Conditions are slightly better at Nowabad camp, an hour’s drive away. The camp isn’t along a river, so it’s drier. Digging shelters in the ground is easier.
Shelter or food
Still, the choices are excruciating.
“People want to get ready for winter. They want to build. But many can’t because they’re out of food. So they sell their construction materials to buy something to eat,” said Abdul Baqui, 48.
He is an elder at the Nowabad camp, home to about 1,000 people. Sixty women and children died there last winter. They were buried on a nearby slope. Poles and ribbons mark their graves.
Opposition soldiers are stationed at a tank a few hundred yards away. Sometimes they fire over the camp and into the hills where Taliban troops hide.
Paying the price
Not many young men are at the camp. Most are on the front lines. Mr. Baqui has done his share of fighting – and paid the price.
The last time he tangled with members of the Taliban , they grabbed him, held him down and repeatedly drove a truck over his leg. He survived. His right leg didn’t, he says, tugging on an artificial limb.
No matter. He dreams of fighting the Taliban again.
“With America’s help, we can capture our village,” he said. “Then we will return.”
Even before the United States began bombing the Taliban last month, Afghanistan faced a humanitarian crisis, United Nations workers say.

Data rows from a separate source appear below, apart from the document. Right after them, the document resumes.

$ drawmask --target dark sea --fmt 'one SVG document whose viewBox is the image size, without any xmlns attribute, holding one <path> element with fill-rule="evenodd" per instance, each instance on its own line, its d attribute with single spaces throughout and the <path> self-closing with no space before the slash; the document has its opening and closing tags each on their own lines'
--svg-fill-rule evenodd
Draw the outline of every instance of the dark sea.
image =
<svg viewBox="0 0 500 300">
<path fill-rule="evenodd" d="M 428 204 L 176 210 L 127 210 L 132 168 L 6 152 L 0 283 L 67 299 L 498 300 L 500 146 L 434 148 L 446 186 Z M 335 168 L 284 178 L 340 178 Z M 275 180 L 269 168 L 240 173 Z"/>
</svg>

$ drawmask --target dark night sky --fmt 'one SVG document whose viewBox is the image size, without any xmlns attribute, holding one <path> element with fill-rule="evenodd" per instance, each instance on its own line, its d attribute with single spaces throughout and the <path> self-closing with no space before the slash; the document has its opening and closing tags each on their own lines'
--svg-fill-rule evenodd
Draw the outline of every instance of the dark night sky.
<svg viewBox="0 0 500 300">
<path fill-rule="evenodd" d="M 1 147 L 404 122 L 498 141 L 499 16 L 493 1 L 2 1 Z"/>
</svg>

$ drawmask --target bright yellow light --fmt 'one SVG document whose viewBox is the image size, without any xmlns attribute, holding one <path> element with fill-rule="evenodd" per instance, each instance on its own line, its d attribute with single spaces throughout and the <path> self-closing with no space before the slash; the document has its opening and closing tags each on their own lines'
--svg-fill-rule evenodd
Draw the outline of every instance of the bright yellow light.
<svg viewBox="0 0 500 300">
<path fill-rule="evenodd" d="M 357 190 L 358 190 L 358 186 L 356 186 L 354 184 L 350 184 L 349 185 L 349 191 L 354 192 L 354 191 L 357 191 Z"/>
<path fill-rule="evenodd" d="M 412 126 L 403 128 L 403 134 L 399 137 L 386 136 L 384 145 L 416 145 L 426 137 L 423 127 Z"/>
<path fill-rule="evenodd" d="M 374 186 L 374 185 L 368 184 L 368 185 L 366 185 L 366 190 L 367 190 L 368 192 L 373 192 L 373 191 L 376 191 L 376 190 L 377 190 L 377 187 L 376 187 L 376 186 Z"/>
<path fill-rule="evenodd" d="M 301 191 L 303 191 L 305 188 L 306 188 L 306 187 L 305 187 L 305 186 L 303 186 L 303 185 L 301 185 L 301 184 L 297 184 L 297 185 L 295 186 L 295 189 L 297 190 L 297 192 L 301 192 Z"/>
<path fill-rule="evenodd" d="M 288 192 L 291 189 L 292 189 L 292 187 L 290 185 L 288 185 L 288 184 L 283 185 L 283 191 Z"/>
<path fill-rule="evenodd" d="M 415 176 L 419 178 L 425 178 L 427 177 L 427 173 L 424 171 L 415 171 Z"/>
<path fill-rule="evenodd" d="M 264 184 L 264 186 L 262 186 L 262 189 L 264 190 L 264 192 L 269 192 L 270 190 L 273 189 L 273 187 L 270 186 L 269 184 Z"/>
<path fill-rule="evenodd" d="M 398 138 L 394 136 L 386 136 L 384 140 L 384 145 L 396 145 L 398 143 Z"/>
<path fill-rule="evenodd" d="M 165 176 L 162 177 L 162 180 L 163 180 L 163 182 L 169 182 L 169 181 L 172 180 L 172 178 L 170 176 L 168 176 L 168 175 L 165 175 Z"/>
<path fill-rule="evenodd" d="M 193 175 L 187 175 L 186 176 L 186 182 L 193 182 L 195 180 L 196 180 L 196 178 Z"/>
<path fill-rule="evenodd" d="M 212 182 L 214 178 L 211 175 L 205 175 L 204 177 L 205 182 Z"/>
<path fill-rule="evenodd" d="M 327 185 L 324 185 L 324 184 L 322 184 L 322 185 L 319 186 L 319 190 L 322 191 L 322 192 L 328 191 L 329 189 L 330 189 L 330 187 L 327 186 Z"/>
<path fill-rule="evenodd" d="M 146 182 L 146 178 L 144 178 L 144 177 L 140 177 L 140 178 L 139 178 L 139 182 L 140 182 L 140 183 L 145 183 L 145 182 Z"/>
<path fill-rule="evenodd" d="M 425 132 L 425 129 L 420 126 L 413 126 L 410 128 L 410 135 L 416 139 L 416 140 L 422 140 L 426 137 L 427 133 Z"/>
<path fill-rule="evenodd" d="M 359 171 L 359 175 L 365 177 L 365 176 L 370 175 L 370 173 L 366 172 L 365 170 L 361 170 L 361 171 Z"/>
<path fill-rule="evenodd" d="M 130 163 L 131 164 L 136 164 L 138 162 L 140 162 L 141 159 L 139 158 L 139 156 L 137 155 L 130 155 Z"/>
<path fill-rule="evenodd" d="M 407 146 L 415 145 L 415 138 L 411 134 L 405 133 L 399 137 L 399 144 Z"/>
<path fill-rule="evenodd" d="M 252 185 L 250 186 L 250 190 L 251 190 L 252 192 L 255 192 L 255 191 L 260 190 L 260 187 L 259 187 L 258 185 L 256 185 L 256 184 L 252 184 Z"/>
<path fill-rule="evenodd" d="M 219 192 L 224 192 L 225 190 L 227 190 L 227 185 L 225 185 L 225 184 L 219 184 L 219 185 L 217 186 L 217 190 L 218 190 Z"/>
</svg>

Fighting between the ruling Taliban and rebels – along with a lingering drought – had left as many as 6 million people in need of aid.
The U.S. attacks drove even more people from their homes, pushing the number of Afghans in need to as many as 7.5 million, relief workers say. Seventy-percent of them are women and children.
Pregnant women face particular danger; as it is, one Afghan mother dies during childbirth every 30 minutes, according to the United Nations Children’s Fund.
Relief workers also worry about the 600,000 to 700,000 people who live in north-central Afghanistan and are likely to be stranded by winter weather. So they plan airdrops of food in those areas.
Getting aid into Afghanistan by land has been next to impossible, although neighboring Tajikistan and Uzbekistan have begun to loosen border restrictions, said Khalid Mansour, a spokesman for the U.N.’s world food program.
Even before the U.S. bombing campaign began, U.N. workers had started a project to help 90,000 displaced Afghans. But security and staffing problems and fuel shortages plagued the project, U.N. spokeswoman Stephanie Bunker said.
“Everything started to fall apart,” she said.
Losing a son
Which isn’t good news for the camp dwellers. Take the case of Shamusuddin, a 25-year-old wheat farmer.
Last year, he and his family sought refuge in a hole in the ground. But the snow and ice were too much for his 1-year-old boy, Gulbuddin, who died.
He’s hoping his 4-year-old daughter doesn’t meet the same fate this year.
“I fear for the winter,” he said. “If the snow comes again, it will be very hard.”
Staff writer Lee Hancock in Islamabad, Pakistan, contributed to this report.